Le bon déroulement de cette opération de solidarité permet d’envisager une suite. A la demande de la Communauté des Granadillas et du Promoteur de santé, la construction d’un dispensaire devrait être la prochaine étape. En effet, la « Maison de Santé » qui avait été construite sur un terrain appartenant à l’Eglise catholique a subi de tels dégâts qu’il a fallu l’abandonner. Actuellement, les services de santé fonctionnent dans un local du Centre scolaire du village. Les soins de base sont coordonnés par le promoteur de santé de la Communauté auquel se joignent une fois par semaine un médecin et une infirmière. C’est une population de 1.554 personnes, dont 45% de moins de 14 ans et 57% de moins de 20 ans, qui pourrait bénéficier des soins les plus élémentaires dans le seul village des Granadillas. Centre de soins mais également point de départ de campagnes d’éducation à la santé, son action pourrait s’étendre aux cantons voisins et toucher une population plus nombreuse encore. Le coût du projet est estimé à 8.000$, sans compter la main d’œuvre fournie par la Communauté et par une éventuelle brigade française.

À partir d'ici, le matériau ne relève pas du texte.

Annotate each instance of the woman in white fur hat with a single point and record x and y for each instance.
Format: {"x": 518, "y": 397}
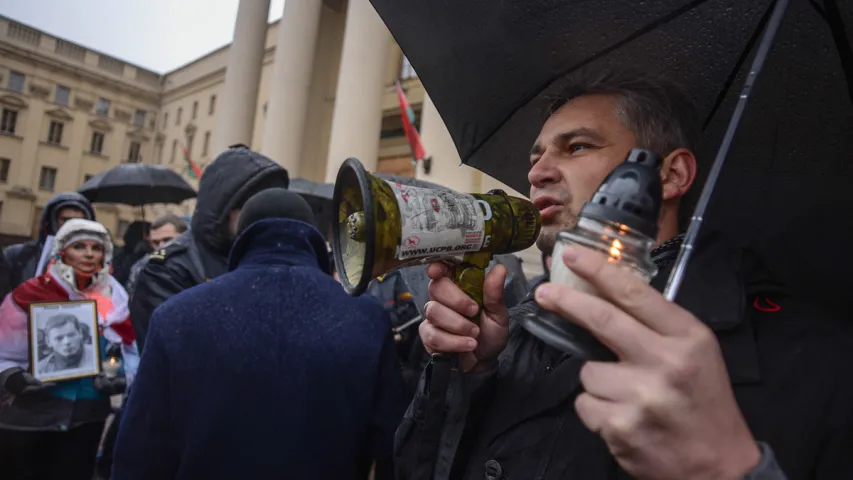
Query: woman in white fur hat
{"x": 53, "y": 430}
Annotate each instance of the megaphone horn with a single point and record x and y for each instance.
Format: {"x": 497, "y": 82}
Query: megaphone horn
{"x": 381, "y": 226}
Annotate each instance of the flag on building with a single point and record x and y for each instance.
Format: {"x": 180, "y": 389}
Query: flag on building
{"x": 193, "y": 170}
{"x": 408, "y": 117}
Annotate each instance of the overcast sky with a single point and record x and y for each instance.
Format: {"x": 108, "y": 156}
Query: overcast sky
{"x": 156, "y": 34}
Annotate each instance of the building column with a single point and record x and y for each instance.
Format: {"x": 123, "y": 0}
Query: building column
{"x": 284, "y": 126}
{"x": 357, "y": 119}
{"x": 447, "y": 168}
{"x": 242, "y": 76}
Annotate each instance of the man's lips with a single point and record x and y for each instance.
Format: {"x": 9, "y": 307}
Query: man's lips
{"x": 547, "y": 206}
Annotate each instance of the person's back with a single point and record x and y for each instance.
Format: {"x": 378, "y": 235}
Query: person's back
{"x": 272, "y": 370}
{"x": 201, "y": 253}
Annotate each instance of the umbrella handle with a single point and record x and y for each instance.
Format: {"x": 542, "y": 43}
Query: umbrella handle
{"x": 680, "y": 267}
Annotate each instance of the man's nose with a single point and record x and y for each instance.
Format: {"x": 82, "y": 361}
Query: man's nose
{"x": 543, "y": 172}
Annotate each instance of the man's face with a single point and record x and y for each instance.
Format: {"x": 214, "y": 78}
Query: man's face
{"x": 163, "y": 235}
{"x": 67, "y": 213}
{"x": 579, "y": 145}
{"x": 66, "y": 340}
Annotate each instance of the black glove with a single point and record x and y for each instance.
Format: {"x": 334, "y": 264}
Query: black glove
{"x": 110, "y": 386}
{"x": 20, "y": 382}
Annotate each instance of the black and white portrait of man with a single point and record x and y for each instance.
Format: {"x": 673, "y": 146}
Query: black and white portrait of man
{"x": 65, "y": 344}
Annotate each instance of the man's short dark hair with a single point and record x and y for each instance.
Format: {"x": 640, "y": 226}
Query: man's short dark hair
{"x": 661, "y": 114}
{"x": 170, "y": 219}
{"x": 61, "y": 320}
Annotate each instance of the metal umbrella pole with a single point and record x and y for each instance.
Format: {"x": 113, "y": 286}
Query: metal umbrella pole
{"x": 677, "y": 275}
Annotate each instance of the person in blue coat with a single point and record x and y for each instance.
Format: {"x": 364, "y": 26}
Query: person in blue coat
{"x": 268, "y": 371}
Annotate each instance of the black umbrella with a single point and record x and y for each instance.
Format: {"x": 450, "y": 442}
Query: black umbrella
{"x": 137, "y": 184}
{"x": 319, "y": 197}
{"x": 493, "y": 68}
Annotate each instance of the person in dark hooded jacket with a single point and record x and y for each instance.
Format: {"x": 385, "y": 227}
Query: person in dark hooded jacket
{"x": 135, "y": 247}
{"x": 201, "y": 253}
{"x": 23, "y": 258}
{"x": 284, "y": 375}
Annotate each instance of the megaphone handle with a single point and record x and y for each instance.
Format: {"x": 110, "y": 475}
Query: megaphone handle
{"x": 470, "y": 276}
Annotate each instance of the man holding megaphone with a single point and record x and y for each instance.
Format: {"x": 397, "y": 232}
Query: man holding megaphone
{"x": 700, "y": 388}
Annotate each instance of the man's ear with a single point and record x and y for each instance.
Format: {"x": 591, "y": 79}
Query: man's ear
{"x": 677, "y": 173}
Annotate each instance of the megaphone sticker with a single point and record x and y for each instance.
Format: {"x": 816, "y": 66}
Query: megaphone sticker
{"x": 438, "y": 222}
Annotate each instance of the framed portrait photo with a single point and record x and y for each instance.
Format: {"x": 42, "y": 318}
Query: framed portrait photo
{"x": 64, "y": 340}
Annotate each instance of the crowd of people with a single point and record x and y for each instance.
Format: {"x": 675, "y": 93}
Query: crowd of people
{"x": 244, "y": 358}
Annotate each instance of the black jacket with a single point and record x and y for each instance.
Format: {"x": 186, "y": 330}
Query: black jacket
{"x": 135, "y": 247}
{"x": 201, "y": 253}
{"x": 23, "y": 258}
{"x": 277, "y": 327}
{"x": 790, "y": 368}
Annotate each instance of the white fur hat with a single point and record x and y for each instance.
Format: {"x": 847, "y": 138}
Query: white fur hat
{"x": 78, "y": 229}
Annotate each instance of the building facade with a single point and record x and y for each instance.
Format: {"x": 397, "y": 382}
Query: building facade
{"x": 68, "y": 113}
{"x": 309, "y": 90}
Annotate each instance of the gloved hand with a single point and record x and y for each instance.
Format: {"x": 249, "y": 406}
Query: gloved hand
{"x": 20, "y": 382}
{"x": 110, "y": 386}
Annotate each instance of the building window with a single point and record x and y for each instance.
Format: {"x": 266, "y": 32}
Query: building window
{"x": 97, "y": 145}
{"x": 133, "y": 155}
{"x": 5, "y": 163}
{"x": 103, "y": 107}
{"x": 206, "y": 145}
{"x": 47, "y": 179}
{"x": 9, "y": 121}
{"x": 406, "y": 70}
{"x": 16, "y": 81}
{"x": 54, "y": 135}
{"x": 62, "y": 96}
{"x": 139, "y": 118}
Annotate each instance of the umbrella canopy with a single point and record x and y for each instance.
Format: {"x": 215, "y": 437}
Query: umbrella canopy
{"x": 137, "y": 184}
{"x": 492, "y": 70}
{"x": 319, "y": 197}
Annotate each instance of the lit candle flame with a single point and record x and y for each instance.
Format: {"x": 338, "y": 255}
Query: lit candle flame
{"x": 616, "y": 249}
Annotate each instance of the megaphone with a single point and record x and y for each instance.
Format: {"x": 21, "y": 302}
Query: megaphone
{"x": 381, "y": 225}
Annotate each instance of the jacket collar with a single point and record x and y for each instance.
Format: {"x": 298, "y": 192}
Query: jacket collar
{"x": 278, "y": 241}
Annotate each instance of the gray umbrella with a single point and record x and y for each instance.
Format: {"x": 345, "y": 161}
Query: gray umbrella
{"x": 137, "y": 184}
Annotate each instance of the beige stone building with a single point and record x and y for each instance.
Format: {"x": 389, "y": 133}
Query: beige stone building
{"x": 309, "y": 90}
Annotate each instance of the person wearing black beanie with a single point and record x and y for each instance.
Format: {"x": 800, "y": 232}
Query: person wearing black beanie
{"x": 275, "y": 203}
{"x": 277, "y": 330}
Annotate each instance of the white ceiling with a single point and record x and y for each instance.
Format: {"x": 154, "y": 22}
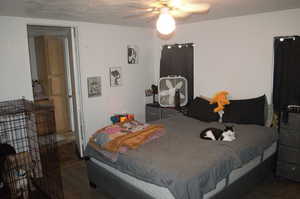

PS : La plupart des membres de la brigade se sont retrouvés le 22 septembre dernier au 24, Rue Custine à Paris pour l’Assemblée générale annuelle de l’Association EDES. Une grande place a été accordée à l’expérience que nous avons vécue au Salvador. Nous nous sommes quittés fort tard dans l’après-midi. Merci à la famille Ponsin pour la chaleur de son accueil.